State of Tennessee v. Donald Luke Seiber, alias - Concurring
This text of State of Tennessee v. Donald Luke Seiber, alias - Concurring (State of Tennessee v. Donald Luke Seiber, alias - Concurring) is published on Counsel Stack Legal Research, covering Court of Criminal Appeals of Tennessee primary law. Counsel Stack provides free access to over 12 million legal documents including statutes, case law, regulations, and constitutions.
Opinion
IN THE COURT OF CRIMINAL APPEALS OF TENNESSEE AT KNOXVILLE June 28, 2005
STATE OF TENNESSEE v. DONALD LUKE SEIBER, ALIAS
Direct Appeal from the Criminal Court for Knox County No. 73049 Ray L. Jenkins, Judge
No. E2004-01794-CCA-R3-CD - Filed October 25, 2005
JAMES CURWOOD WITT , JR., J., concurring.
Respectfully, I find I cannot fully concur in the opinion because, based upon the absence of a contemporaneous objection, it treats as waived the issue of the trial court’s “reading the aggravated kidnapping as a lesser-included offense out of order during the charge to the jury.” The instructional problem alleged is one of instructional error, not instructional omission.
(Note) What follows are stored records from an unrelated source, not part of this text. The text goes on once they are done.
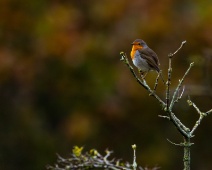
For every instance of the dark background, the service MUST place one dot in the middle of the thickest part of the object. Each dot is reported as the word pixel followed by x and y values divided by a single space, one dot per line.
pixel 62 82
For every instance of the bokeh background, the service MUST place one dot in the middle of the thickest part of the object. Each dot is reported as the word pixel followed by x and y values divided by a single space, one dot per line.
pixel 62 82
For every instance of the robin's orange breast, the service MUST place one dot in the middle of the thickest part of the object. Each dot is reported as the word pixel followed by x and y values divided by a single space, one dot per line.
pixel 134 49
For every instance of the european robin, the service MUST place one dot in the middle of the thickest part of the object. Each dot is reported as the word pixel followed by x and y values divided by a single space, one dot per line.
pixel 144 58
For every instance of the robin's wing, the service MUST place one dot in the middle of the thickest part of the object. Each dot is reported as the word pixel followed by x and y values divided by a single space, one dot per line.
pixel 151 57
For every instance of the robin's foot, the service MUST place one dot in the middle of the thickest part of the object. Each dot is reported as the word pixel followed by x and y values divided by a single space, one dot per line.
pixel 153 92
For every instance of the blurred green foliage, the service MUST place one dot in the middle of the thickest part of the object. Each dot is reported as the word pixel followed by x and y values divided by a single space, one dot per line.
pixel 62 84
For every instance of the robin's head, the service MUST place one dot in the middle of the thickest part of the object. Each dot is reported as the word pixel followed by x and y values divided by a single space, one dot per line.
pixel 139 44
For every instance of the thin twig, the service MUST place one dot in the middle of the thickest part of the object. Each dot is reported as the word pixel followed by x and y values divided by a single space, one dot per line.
pixel 177 144
pixel 182 44
pixel 134 157
pixel 180 95
pixel 179 85
pixel 201 115
pixel 165 117
pixel 169 76
pixel 156 82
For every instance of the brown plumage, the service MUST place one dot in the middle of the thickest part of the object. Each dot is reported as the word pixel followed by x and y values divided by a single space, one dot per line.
pixel 144 58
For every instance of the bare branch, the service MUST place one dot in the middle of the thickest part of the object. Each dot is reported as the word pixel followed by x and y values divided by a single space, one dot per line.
pixel 179 85
pixel 179 95
pixel 177 144
pixel 172 54
pixel 201 115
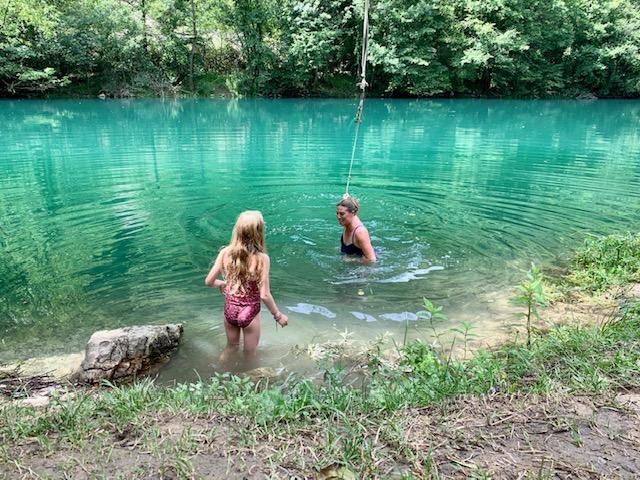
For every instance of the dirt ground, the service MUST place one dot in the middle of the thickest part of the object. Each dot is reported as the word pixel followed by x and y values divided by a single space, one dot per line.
pixel 497 436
In the case of the former, no contemporaneous objection is required, unlike when an instruction is omitted. See, e.g., State v. Johnny Wade Meeks, No. 03C01-9811-CR-00411, slip op. at 8-9 (Tenn. Crim. App., Knoxville, Dec. 3, 1999).
Even though I see no requirement that appellate review of this issue is occluded based upon a lack of contemporaneous objection, I nevertheless would not reverse the conviction of aggravated kidnapping. In my view the arrangement of the jury instructions, if error, was harmless beyond a reasonable doubt.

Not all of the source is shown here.